Recognition: no theorem link
CritBench: A Framework for Evaluating Cybersecurity Capabilities of Large Language Models in IEC 61850 Digital Substation Environments
Pith reviewed 2026-05-10 19:27 UTC · model grok-4.3
The pith
LLM agents handle static IEC 61850 analysis but need a domain-specific tool scaffold for live substation tasks
A machine-rendered reading of the paper's core claim, the machinery that carries it, and where it could break.
Core claim
The paper establishes CritBench as an evaluation framework for LLM agents in IEC 61850 digital substation environments, showing that agents reliably execute static structured-file analysis and single-tool network enumeration while demonstrating explicit knowledge of the standards terminology, but performance degrades on dynamic tasks that require persistent sequential reasoning and state tracking; equipping agents with a domain-specific tool scaffold significantly mitigates this operational bottleneck.
What carries the argument
The domain-specific tool scaffold that enables LLM agents to interact with IEC 61850 industrial protocols inside the virtual machine environment.
If this is right
- Agents equipped with the tool scaffold gain the ability to sustain longer sequences of actions in live substation simulations.
- Models without the scaffold remain limited to static and single-step operations even when they know the relevant terminology.
- The benchmark isolates state-tracking deficits as distinct from gaps in protocol knowledge.
- Domain-specific tooling becomes a practical lever for raising LLM performance in operational technology settings.
- Static analysis strengths indicate that internalized standards knowledge is already present and can be leveraged with the right interfaces.
Where Pith is reading between the lines
- Critical infrastructure operators may need to treat accessible protocol tool scaffolds as a new attack surface when LLMs are involved.
- The same scaffold pattern could be replicated for other industrial protocols to map similar capability gaps.
- Sequential reasoning shortfalls may require architectural changes beyond scaling or better prompts.
- Security evaluations for energy systems should now include scenarios where an adversary supplies an LLM with matching domain tools.
Load-bearing premise
The 81 tasks and virtual machine setup accurately represent real-world IEC 61850 substation cybersecurity challenges, and performance differences arise from model capabilities rather than from task design or prompting choices.
What would settle it
Testing whether advanced prompting alone without the tool scaffold can close the gap on dynamic tasks, or whether the scaffold's benefits hold when the same tasks are run against physical substation hardware instead of the virtual setup.
Figures
read the original abstract
The advancement of Large Language Models (LLMs) has raised concerns regarding their dual-use potential in cybersecurity.
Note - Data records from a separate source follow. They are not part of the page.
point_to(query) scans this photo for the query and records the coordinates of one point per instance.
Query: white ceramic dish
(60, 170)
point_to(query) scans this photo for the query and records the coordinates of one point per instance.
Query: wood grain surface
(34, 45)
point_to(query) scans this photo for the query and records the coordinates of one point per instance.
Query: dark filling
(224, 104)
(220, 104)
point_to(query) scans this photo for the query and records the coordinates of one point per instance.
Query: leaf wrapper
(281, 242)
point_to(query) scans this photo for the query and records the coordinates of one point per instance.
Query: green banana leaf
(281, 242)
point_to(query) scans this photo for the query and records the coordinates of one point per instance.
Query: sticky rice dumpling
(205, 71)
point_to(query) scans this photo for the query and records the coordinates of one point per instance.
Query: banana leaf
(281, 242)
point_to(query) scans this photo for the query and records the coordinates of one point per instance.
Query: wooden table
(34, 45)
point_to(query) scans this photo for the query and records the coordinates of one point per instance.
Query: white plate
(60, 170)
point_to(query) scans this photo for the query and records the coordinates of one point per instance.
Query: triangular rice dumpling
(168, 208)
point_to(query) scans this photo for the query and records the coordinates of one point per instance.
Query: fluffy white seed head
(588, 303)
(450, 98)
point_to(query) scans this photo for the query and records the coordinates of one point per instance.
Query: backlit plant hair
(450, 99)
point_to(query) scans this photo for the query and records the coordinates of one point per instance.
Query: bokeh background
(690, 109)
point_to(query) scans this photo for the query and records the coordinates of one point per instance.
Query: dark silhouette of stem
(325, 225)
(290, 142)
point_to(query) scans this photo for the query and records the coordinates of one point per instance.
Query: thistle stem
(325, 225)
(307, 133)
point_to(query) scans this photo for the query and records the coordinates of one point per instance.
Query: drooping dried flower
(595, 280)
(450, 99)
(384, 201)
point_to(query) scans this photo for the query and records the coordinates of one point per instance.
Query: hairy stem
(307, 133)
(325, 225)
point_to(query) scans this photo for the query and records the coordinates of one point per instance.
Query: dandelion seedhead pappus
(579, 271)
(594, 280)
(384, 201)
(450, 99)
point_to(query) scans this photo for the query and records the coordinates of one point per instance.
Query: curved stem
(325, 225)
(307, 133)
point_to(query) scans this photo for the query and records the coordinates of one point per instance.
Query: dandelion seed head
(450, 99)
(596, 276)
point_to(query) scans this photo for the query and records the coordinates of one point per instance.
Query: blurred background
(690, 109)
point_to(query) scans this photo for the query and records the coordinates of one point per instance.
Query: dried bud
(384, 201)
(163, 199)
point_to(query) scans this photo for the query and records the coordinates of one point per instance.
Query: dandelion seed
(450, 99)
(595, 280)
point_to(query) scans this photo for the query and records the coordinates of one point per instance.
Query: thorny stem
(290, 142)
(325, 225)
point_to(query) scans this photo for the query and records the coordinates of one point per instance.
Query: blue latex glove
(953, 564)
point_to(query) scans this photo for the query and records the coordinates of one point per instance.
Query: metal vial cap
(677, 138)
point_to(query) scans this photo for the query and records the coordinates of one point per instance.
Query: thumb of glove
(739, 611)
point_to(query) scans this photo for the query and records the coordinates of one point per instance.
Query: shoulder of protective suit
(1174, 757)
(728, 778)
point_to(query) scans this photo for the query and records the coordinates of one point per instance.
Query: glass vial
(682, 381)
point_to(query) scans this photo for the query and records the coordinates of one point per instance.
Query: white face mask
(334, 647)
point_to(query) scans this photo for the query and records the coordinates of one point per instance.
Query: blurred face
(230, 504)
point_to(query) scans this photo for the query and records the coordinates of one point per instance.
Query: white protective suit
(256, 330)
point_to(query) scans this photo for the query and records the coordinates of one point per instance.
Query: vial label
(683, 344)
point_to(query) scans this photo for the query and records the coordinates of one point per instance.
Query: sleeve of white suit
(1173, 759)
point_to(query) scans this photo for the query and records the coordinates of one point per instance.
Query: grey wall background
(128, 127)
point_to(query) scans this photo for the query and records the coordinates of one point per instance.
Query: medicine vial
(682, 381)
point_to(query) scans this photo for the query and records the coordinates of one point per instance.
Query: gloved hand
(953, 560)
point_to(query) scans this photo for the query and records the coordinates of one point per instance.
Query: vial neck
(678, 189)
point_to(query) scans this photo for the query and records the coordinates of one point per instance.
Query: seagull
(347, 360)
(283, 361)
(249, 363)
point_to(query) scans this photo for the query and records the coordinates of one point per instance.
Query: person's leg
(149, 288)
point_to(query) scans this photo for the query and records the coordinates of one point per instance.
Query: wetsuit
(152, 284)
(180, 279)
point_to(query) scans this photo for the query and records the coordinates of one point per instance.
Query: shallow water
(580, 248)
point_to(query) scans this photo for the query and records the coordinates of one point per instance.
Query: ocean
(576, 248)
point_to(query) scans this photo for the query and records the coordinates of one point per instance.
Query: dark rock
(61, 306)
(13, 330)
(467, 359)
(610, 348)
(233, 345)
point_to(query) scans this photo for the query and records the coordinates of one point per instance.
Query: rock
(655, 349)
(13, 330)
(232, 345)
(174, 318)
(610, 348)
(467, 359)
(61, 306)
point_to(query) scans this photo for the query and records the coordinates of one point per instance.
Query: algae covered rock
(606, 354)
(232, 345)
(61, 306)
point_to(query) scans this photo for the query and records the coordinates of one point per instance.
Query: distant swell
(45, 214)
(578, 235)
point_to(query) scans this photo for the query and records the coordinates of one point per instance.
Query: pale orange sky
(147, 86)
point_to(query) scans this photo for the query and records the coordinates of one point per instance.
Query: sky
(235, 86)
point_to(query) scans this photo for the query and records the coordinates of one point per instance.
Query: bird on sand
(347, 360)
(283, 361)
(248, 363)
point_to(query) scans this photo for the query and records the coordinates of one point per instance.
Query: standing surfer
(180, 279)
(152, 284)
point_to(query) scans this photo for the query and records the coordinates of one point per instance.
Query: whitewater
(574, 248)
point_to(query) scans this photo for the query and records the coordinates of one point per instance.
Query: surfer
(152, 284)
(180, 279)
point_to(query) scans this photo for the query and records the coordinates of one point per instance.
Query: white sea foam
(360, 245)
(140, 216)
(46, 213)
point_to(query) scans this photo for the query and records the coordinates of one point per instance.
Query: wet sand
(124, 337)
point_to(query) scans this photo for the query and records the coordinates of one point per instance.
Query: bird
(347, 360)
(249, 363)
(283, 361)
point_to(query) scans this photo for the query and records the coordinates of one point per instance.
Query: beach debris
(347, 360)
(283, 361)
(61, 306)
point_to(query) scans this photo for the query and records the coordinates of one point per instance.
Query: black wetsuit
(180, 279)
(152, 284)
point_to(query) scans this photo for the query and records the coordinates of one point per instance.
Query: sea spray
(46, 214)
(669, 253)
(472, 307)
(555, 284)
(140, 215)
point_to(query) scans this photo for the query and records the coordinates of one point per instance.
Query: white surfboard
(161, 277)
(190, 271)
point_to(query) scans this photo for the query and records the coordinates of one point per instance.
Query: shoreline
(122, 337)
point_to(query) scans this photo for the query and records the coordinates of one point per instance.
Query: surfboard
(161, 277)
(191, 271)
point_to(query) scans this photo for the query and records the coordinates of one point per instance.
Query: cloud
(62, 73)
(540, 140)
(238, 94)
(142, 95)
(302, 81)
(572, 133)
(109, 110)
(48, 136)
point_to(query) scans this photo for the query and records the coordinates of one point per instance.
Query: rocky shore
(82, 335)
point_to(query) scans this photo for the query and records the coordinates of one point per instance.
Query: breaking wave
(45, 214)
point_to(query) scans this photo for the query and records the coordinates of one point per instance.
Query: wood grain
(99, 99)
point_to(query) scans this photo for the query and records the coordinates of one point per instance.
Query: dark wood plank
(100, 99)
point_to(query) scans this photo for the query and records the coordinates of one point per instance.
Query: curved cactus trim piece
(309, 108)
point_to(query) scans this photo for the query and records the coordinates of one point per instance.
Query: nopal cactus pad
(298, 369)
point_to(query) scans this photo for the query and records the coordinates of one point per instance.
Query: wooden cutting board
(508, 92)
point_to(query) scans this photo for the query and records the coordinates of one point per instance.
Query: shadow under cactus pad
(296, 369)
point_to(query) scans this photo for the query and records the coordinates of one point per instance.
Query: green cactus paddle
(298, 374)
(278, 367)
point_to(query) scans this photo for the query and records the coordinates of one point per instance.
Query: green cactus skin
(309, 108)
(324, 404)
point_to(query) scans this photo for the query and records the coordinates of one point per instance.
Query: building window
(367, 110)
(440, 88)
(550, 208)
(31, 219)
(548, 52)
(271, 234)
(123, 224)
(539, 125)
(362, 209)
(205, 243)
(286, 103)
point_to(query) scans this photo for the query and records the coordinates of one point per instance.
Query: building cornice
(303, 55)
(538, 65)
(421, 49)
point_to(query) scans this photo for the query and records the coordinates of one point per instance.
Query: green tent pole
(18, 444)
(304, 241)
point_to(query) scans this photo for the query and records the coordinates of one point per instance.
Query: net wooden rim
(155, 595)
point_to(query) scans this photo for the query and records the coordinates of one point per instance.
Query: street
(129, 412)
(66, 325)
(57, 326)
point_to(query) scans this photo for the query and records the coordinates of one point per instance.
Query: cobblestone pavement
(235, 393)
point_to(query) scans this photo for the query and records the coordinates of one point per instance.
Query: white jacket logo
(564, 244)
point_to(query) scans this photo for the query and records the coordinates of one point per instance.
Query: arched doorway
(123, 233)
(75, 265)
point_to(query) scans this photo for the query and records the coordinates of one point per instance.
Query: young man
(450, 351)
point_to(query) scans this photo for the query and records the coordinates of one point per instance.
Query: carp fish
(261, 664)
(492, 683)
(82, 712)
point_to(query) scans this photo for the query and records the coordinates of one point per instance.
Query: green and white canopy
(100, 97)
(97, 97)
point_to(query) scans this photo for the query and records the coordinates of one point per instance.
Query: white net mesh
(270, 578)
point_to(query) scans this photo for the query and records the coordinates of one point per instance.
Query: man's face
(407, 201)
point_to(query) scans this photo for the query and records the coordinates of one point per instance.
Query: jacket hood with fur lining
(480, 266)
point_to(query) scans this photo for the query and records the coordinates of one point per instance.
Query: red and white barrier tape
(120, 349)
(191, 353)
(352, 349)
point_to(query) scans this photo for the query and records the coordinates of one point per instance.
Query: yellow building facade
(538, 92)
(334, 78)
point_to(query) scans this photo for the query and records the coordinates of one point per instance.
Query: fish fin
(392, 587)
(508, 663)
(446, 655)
Existing evaluation frameworks overwhelmingly focus on Information Technology (IT) environments, failing to capture the constraints, and specialized protocols of Operational Technology (OT). To address this gap, we introduce CritBench, a novel framework designed to evaluate the cybersecurity capabilities of LLM agents within IEC 61850 Digital Substation environments. We assess five state-of-the-art models, including OpenAI's GPT-5 suite and open-weight models, across a corpus of 81 domain-specific tasks spanning static configuration analysis, network traffic reconnaissance, and live virtual machine interaction. To facilitate industrial protocol interaction, we develop a domain-specific tool scaffold. Our empirical results show that agents reliably execute static structured-file analysis and single-tool network enumeration, but their performance degrades on dynamic tasks. Despite demonstrating explicit, internalized knowledge of the IEC 61850 standards terminology, current models struggle with the persistent sequential reasoning and state tracking required to manipulate live systems without specialized tools. Equipping agents with our domain-specific tool scaffold significantly mitigates this operational bottleneck. Code and evaluation scripts are available at: https://github.com/GKeppler/CritBench
Editorial analysis
A structured set of objections, weighed in public.
Referee Report
Summary. The paper introduces CritBench, a framework for evaluating LLM agents' cybersecurity capabilities in IEC 61850 digital substation environments. It evaluates five state-of-the-art models on a corpus of 81 domain-specific tasks spanning static configuration analysis, network traffic reconnaissance, and live virtual-machine interactions. The authors report that models reliably handle static structured-file analysis and single-tool enumeration but degrade on dynamic sequential tasks, despite internalized knowledge of IEC 61850 terminology; they introduce a domain-specific tool scaffold for industrial protocol interaction that significantly mitigates the state-tracking bottleneck.
Significance. If the benchmark tasks and VM environment are shown to be realistic, the work would be significant for OT cybersecurity research: it identifies a concrete limitation in current LLMs for persistent sequential reasoning in industrial control systems and demonstrates that targeted tool scaffolding can address it, providing both a new evaluation resource and evidence that hybrid agent designs may be necessary for critical infrastructure defense.
major comments (2)
- [Task Design and Evaluation Setup] The central empirical claim—that the domain-specific tool scaffold significantly mitigates the operational bottleneck on dynamic tasks—rests on the assumption that the 81 tasks and virtual-machine setup accurately capture real IEC 61850 substation constraints rather than being constructed around the supplied tool primitives. The manuscript supplies no details on task selection criteria, independent expert validation of realism, comparison to actual substation event logs, or ablation experiments that remove individual tool interfaces while holding prompt structure fixed. This absence directly undermines the interpretation of the performance gap and its recovery.
- [Empirical Results] The abstract and results sections report performance degradation on dynamic tasks and improvement with the tool scaffold but provide no information on statistical methods, error bars, controls for prompting variability, or inter-run variance. Without these, it is impossible to determine whether the reported differences reflect model capabilities or artifacts of task construction and prompting choices.
minor comments (2)
- [Abstract] The abstract lists five models but does not name the open-weight models or give the precise composition of the GPT-5 suite; adding this information would improve reproducibility.
- [Availability Statement] The GitHub link is provided, but the manuscript should include a brief description of the repository contents (e.g., task definitions, VM configuration scripts, evaluation harness) to allow readers to assess reproducibility without immediate external access.
Simulated Author's Rebuttal
We thank the referee for the detailed and constructive review. We address each major comment below and describe the revisions we will implement to strengthen the manuscript's clarity and empirical rigor.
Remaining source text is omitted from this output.